Eric Dittelman plays mind games with audience image

An average-looking man stands on stage in sneakers, dark washed jeans and a suit jacket.  Two assistants are handing him black masking tape. The audience cringes as he wraps layers of tape over his eyes and entire head, the tape pulling the hairs from his scalp. From behind the darkness of multiple layers of masking tape, the man guesses four different images the students drew.

This average-looking man was the not-so-average Eric Dittelman from Westborough Mass. – a finalist in season seven of “America’s Got Talent” in 2012, and a recent guest on The Ellen DeGeneres Show. Kicking off homecoming weekend, SUAB hosted this mind reader and comedian in DPAC.

SUAB Vice President Scott Shea, a junior English major, said that members of the group saw Dittleman at a yearly entertainment conference and booked him.

The first act of his FSU performance left the audience stunned in just a matter of minutes.

For the opening act, Dittelman had four students guess what number he was thinking of. The closest number to 22 would be declared the winner.

The climax of the act was when Dittelman revealed he had written on a piece of paper the characteristics of the winner before the show. The winner, who guessed 23, the paper on stage to the audience. Dittelman predicted the winner would be male, off by one number, have dark hair, be wearing a baseball cap, have a white bracelet on the left wrist and have a red 0 on the back of his shirt. The winner had all of these characteristics. The audience sat in astonishment.
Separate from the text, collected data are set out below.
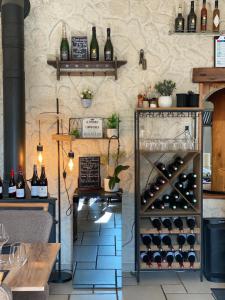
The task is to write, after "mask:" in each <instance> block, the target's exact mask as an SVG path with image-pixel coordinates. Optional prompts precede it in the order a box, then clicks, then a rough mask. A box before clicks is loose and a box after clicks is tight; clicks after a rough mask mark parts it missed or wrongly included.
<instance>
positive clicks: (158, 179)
mask: <svg viewBox="0 0 225 300" xmlns="http://www.w3.org/2000/svg"><path fill="white" fill-rule="evenodd" d="M155 183H156V184H157V185H158V186H161V185H164V184H165V183H166V180H165V178H163V177H162V176H160V177H158V178H157V179H156V182H155Z"/></svg>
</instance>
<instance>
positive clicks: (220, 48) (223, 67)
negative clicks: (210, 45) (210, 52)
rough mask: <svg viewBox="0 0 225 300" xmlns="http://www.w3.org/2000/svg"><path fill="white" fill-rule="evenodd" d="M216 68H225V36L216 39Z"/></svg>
mask: <svg viewBox="0 0 225 300" xmlns="http://www.w3.org/2000/svg"><path fill="white" fill-rule="evenodd" d="M214 67H215V68H224V67H225V35H221V36H216V37H214Z"/></svg>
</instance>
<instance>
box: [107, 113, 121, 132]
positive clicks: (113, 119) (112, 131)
mask: <svg viewBox="0 0 225 300" xmlns="http://www.w3.org/2000/svg"><path fill="white" fill-rule="evenodd" d="M119 122H120V118H119V115H118V114H116V113H113V114H112V115H111V116H110V117H109V118H108V119H107V131H106V135H107V137H108V138H111V137H112V136H113V137H118V135H119V132H118V131H119Z"/></svg>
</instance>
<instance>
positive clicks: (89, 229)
mask: <svg viewBox="0 0 225 300" xmlns="http://www.w3.org/2000/svg"><path fill="white" fill-rule="evenodd" d="M79 206H80V208H81V209H80V210H79V209H78V225H77V228H78V239H77V241H76V242H75V244H74V268H73V269H74V276H73V287H74V288H77V289H82V288H84V289H85V288H86V289H96V288H109V289H111V288H116V287H120V288H121V287H122V278H121V268H122V258H121V250H122V249H121V247H122V246H121V239H122V228H121V213H122V211H121V203H119V202H115V201H113V202H111V203H109V205H107V203H106V201H101V200H98V199H94V198H91V199H80V202H79ZM114 296H115V295H113V297H114ZM71 299H72V298H71ZM81 299H83V297H81ZM93 299H95V297H94V298H93Z"/></svg>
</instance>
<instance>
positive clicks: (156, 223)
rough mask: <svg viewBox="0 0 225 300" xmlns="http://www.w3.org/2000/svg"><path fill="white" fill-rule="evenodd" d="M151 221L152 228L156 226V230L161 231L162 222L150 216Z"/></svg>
mask: <svg viewBox="0 0 225 300" xmlns="http://www.w3.org/2000/svg"><path fill="white" fill-rule="evenodd" d="M151 222H152V226H153V227H154V228H156V229H157V230H158V231H161V228H162V224H161V221H160V219H159V218H152V219H151Z"/></svg>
This first performance was only a slice of what Dittelman could really do with his mind-reading abilities.

“Onstage my mind is going a mile a minute, but I have confidence – the more you do it, the better you get at it,” said Dittelman.

Before Dittelman performed his last act, he announced to the audience that he is a bit of a gambler, with his favorite being horse races.
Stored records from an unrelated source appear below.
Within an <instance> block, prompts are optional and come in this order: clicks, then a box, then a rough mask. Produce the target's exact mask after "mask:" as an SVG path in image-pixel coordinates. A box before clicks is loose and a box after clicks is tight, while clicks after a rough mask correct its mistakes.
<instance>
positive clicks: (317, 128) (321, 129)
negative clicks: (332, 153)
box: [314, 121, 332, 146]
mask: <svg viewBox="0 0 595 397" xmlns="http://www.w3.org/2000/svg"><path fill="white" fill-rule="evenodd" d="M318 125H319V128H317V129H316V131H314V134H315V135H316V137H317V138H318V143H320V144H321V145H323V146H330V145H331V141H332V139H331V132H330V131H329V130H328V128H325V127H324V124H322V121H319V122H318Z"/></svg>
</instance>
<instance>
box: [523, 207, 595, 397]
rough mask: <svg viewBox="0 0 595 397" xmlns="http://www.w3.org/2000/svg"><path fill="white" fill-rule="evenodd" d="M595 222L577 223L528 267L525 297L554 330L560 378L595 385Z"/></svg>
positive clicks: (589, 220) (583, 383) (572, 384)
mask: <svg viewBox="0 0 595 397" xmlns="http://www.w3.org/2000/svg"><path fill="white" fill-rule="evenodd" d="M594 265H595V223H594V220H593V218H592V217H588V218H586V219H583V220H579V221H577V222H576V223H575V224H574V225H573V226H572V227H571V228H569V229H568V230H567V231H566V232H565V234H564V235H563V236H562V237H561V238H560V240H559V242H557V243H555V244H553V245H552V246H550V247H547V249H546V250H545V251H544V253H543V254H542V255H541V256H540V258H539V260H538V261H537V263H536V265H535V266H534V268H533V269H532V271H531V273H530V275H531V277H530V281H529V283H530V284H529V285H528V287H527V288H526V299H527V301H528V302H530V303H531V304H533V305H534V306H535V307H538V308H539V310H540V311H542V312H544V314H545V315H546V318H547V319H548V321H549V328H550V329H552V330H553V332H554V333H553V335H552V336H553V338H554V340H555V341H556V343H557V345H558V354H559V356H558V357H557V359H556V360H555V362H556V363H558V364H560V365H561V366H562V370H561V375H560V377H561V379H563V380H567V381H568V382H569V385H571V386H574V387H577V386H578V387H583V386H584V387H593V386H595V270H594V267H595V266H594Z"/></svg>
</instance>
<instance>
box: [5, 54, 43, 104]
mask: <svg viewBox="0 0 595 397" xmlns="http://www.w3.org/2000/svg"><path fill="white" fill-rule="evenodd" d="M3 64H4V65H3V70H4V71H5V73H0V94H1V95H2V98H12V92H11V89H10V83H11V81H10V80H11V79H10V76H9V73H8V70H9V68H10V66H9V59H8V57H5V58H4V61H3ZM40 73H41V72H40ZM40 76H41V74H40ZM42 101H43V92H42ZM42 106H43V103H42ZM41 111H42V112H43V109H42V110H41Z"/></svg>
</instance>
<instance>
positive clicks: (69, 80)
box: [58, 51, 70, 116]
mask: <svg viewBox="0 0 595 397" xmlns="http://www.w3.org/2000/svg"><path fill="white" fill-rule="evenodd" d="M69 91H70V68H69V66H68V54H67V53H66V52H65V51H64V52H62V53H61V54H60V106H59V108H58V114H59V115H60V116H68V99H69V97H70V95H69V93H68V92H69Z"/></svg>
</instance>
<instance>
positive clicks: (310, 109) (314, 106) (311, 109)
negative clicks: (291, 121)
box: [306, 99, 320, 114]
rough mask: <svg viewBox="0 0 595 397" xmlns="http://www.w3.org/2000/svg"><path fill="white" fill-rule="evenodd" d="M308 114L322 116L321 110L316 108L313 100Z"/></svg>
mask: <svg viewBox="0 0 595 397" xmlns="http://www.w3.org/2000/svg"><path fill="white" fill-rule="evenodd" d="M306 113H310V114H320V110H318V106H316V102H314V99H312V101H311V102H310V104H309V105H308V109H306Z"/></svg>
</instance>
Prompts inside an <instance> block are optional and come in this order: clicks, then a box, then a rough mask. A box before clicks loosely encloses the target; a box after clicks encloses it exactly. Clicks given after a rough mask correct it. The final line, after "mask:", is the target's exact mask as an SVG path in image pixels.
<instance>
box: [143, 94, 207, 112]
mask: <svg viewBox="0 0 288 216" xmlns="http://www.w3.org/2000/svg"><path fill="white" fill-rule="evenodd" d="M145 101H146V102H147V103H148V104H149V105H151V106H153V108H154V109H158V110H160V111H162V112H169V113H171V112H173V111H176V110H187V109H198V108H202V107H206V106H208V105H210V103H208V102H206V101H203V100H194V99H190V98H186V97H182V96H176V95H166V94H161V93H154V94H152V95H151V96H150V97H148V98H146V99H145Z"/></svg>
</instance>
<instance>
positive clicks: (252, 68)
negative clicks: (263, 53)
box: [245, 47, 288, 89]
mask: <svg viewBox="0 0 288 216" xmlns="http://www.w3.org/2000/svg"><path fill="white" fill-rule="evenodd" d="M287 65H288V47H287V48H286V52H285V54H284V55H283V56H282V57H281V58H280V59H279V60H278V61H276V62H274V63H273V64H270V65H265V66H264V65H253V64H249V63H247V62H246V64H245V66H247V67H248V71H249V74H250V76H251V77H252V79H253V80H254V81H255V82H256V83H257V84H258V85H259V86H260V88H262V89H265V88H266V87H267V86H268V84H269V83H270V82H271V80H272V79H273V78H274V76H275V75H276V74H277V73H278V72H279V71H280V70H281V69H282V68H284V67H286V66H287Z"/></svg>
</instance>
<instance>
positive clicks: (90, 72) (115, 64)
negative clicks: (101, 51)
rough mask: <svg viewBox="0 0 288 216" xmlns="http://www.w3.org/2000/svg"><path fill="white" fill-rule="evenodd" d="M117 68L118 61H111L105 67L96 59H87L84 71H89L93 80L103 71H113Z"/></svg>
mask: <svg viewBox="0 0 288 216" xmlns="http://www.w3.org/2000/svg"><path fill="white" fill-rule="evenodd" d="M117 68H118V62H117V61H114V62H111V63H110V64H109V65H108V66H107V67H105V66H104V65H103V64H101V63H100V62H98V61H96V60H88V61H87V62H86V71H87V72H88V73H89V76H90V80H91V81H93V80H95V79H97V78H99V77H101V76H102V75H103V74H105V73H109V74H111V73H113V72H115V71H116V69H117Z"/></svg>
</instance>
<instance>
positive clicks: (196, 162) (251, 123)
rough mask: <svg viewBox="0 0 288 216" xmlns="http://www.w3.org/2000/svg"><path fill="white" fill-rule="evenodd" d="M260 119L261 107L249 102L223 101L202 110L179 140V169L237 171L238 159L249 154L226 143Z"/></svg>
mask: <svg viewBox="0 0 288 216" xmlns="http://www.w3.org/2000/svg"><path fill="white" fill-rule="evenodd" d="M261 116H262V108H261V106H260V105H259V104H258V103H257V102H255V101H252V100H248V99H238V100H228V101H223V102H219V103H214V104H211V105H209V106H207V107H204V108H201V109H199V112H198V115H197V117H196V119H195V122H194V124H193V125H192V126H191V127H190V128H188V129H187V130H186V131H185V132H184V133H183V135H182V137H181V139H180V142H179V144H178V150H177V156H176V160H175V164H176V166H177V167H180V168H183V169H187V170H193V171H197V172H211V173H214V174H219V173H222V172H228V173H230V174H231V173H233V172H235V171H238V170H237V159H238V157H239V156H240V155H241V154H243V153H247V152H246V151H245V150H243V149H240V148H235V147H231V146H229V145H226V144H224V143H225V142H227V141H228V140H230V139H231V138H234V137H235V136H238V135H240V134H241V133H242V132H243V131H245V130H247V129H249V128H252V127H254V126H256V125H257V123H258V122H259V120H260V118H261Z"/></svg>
One of the last acts involved a lineup of either first, second, third or fourth place during a “horse race.” Four contestants all sat in chairs onstage with given names such as “Bringing Up the Rear” and “Why the Long Face.”

Each participant was allowed to make final decisions switching their name cards or seats, hopefully gaining a better spot in the race.
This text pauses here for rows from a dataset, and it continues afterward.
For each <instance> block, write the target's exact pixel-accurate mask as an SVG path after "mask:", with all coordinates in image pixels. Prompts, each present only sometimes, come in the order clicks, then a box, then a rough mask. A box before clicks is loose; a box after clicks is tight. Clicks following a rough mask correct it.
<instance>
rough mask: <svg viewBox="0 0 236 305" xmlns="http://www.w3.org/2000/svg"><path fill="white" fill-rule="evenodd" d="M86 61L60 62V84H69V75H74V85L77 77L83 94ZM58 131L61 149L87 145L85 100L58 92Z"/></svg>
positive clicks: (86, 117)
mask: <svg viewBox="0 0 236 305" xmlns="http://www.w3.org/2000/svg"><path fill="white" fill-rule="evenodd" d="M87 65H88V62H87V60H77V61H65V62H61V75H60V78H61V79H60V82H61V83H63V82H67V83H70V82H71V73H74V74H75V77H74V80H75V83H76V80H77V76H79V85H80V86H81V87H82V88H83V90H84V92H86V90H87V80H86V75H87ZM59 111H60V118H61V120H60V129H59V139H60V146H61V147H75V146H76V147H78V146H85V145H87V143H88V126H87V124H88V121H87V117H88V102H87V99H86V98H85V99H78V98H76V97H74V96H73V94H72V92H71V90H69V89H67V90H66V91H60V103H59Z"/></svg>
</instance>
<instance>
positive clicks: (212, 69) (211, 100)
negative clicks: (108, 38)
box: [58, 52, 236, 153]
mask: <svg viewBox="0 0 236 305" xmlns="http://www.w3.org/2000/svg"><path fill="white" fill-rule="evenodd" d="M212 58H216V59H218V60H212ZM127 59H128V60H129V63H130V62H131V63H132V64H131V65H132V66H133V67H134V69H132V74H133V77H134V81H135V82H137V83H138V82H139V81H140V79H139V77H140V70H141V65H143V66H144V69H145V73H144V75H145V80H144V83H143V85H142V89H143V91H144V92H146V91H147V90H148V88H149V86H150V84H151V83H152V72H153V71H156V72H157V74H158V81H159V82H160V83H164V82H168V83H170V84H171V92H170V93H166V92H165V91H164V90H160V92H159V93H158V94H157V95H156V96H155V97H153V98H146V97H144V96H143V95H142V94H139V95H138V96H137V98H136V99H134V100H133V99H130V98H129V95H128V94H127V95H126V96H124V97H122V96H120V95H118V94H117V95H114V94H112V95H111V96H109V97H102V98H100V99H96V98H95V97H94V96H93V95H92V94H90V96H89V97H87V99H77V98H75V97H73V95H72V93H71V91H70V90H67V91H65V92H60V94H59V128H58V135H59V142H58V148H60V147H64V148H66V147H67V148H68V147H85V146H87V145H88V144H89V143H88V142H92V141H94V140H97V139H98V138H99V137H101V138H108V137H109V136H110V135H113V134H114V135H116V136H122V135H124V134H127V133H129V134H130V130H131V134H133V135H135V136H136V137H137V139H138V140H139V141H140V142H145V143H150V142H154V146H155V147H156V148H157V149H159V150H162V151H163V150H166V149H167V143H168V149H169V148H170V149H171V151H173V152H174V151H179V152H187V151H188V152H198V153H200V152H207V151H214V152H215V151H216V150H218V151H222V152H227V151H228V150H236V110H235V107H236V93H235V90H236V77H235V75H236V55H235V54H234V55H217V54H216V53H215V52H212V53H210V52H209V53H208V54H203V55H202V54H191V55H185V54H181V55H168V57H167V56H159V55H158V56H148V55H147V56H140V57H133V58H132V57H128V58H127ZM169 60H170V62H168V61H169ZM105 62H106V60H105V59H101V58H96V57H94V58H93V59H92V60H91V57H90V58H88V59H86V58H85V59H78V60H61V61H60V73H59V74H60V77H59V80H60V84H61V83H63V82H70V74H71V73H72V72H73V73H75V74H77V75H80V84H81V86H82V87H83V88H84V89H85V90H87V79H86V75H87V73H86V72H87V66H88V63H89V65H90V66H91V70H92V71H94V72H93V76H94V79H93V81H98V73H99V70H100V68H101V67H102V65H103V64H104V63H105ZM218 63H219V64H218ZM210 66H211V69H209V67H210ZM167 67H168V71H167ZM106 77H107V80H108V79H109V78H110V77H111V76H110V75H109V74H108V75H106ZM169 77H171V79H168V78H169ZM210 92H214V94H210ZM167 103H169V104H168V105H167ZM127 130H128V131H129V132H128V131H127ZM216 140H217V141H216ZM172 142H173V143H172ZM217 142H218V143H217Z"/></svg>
In the end, the magic of the performance was that Dittelman was able to predict their exact placement with no influence on his behalf – or so they thought.

He revealed his correct predictions as he told the four contestants to open their nametags and turn over their chairs. His numbers were all correct.

Jonathan Nixon, a freshman liberal studies major, and participant of one of the performances, admitted to finally believing the act.

“I was pretty shocked,” Nixon said. “At first I thought the guy was pulling some kind of scam, then I was like ‘No, sir!’ I have been to comedy shows before, but nothing like this.”

Amanda Bonaccorso, a junior fashion major and member of SUAB, said, “I have seen him before with SUAB. … I still don’t know how he does it. My mind is blown.

“The event was pretty successful for the start of homecoming weekend,” added Bonaccorso.

Shea said was thrilled with the performance and the start of homecoming weekend.

“The show went really well,” he said. “Families and everyone who came seemed engaged, and in the audience I could see so many dropped jaws. Everyone was like ‘Wow, how did he do that?’”

Dittelman shared his amusement about the interactions with the audience.

“I do a lot of colleges and it is always a mixed bag,” he said. “FSU was a packed house and it was a great turnout and a lot of fun.”